Apresentação do livro ‘Voir la Palestine’ de Stefanie Baumann com Chin-Chin Yap autora de ‘Palestine in the air’ e moderação de Avital Barak, seguido de exibição do filme ‘Voyage to Gaza’ de Piero Usberti. Entre a apresentação e a sessão de cinema haverá fingerfood pela Lilas Bitar!
Seeing Palestine: Artistic Counter-Shots de Stefanie Baumann
In Seeing Palestine: Artistic Counter-Shots, Stefanie Baumann invites us to reflect on the political and philosophical dimensions of how Palestine is represented — and more importantly, how it is seen. At the heart of this inquiry lies a question of visibility: who controls the image of Palestine, and what forms of resistance arise in response?

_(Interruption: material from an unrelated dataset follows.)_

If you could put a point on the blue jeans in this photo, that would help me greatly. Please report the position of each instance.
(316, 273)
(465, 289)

As Edward Said powerfully observed, Palestinians have long struggled on two fronts: against their erasure from visibility, and against the reductive stereotypes that dominate global media — the masked Arab, the kufiyya, the stone-thrower — tropes that conflate Palestinian identity with terrorism and violence.To these, we must now add images of Palestinians cast primarily as victims — a visibility that risks reducing lived experience to spectacle, and political struggle to passivity. In the midst of an ongoing genocide in Gaza and across Palestine, these images circulate globally — often stripped of political context, compassion fatigue setting in, empathy reduced to spectacle. How can artists create images that resist this flattening? How can they forge a visibility that unsettles dominant narratives rather than feeding into them?
Baumann’s essay explores these urgent questions through the lens of Palestinian video art and cinema, tracing how artists, from the 1960s to today, have developed a visual language of resistance — one that neither succumbs to invisibility nor reinforces imposed roles of victimhood or violence.
Palestine in the air de Chin-chin Yap
As the first cultural history of Palestinian aviation, Palestine in the Air reveals civil aviation’s role in the “question of Palestine” over the past century. How do Palestinians—as individuals, communities, and as a nascent state—engage with the air? How does their aerial agency inform dominant and counter-narratives of culture and modernity?
Chin-chin Yap is a Singaporean writer and filmmaker. She is co-editor of Human Flow: Stories from the Global Refugee Crisis (2020) and has been published in the Journal of Palestine Studies, The Markaz Review, Digital War, Columbia Journal of Law & the Arts, The Tax Lawyer, and Art Asia Pacific. She has produced documentary films including Human Flow (2017), The Rest (2019), Ximei (2019), Rohingya (2021) and Animality (2025).